Riauaktual.com - BAGI para penikmat kopi tentu sudah terbiasa dengan jenis kopi arabika ataupun robusta, namun tidak ada salahnya jika Anda mencoba kopi biji salak (Kobisa) yang berasal dari Desa Pangu, Minahasa Tenggara, Sulawesi Utara.
Desa Pangu merupakan salah satu wilayah penghasil salak terbesar di Sulut, hampir di setiap rumah warga ditanami pohon salak, bahkan kebun salaknya lebih besar dari wilayah perkampungan.
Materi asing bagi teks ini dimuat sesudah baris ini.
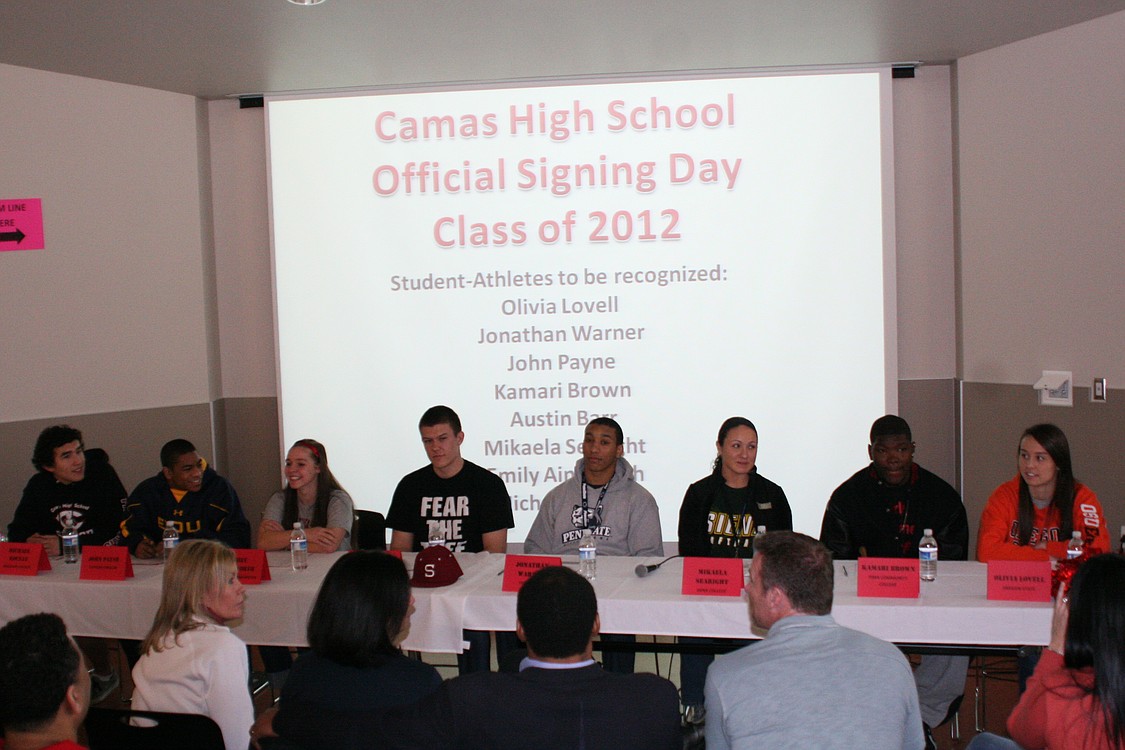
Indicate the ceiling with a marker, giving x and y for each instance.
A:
(214, 48)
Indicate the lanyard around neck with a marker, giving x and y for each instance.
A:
(595, 520)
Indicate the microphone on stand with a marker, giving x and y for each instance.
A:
(642, 570)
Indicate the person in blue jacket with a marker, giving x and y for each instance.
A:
(187, 491)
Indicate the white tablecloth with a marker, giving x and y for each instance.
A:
(951, 611)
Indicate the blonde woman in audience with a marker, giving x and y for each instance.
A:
(190, 660)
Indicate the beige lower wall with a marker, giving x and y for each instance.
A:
(248, 450)
(930, 408)
(246, 431)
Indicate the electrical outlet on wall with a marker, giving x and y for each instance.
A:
(1098, 390)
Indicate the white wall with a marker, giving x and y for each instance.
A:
(924, 225)
(1042, 162)
(242, 250)
(110, 316)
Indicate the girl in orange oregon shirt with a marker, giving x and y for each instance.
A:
(1042, 504)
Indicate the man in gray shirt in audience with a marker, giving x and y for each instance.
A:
(810, 683)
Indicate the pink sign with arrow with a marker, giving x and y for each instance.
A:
(20, 224)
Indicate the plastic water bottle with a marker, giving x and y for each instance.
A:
(587, 556)
(435, 535)
(1074, 545)
(927, 556)
(70, 542)
(171, 539)
(298, 548)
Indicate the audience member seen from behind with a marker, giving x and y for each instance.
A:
(187, 491)
(1042, 504)
(191, 662)
(44, 685)
(1076, 698)
(810, 683)
(718, 518)
(361, 615)
(314, 498)
(560, 698)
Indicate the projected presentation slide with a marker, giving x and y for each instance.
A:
(668, 253)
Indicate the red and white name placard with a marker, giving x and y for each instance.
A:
(519, 568)
(253, 568)
(20, 559)
(106, 563)
(1019, 580)
(712, 577)
(888, 577)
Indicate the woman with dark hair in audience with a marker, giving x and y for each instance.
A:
(190, 661)
(1076, 698)
(354, 666)
(718, 518)
(311, 496)
(1042, 504)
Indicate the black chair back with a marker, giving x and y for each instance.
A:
(108, 729)
(370, 530)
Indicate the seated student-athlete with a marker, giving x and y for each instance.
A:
(719, 518)
(882, 511)
(1043, 504)
(603, 496)
(469, 503)
(560, 698)
(81, 486)
(44, 686)
(70, 485)
(313, 497)
(192, 496)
Ide pembuatan kobisa ini dirintis oleh Meilani Kobi bersama suaminya sejak tahun 2014. Awalnya usaha mereka mengumpulkan biji salak banyak mendapat kendala dan cibiran dari masyarakat, namun mereka tetap bersabar dan terus menjalankan usahanya.
"Awalnya kami banyak kendala karena banyak dicibir masyarakat, namun hasilnya luar biasa, biji salak yang biasa dibuang kini bisa bermanfaat dan bisa menjadi pemasukan baru bagi kami," ujar Melani sebagaimana dikutip dari okezone.com, Sabtu (26/8/2017).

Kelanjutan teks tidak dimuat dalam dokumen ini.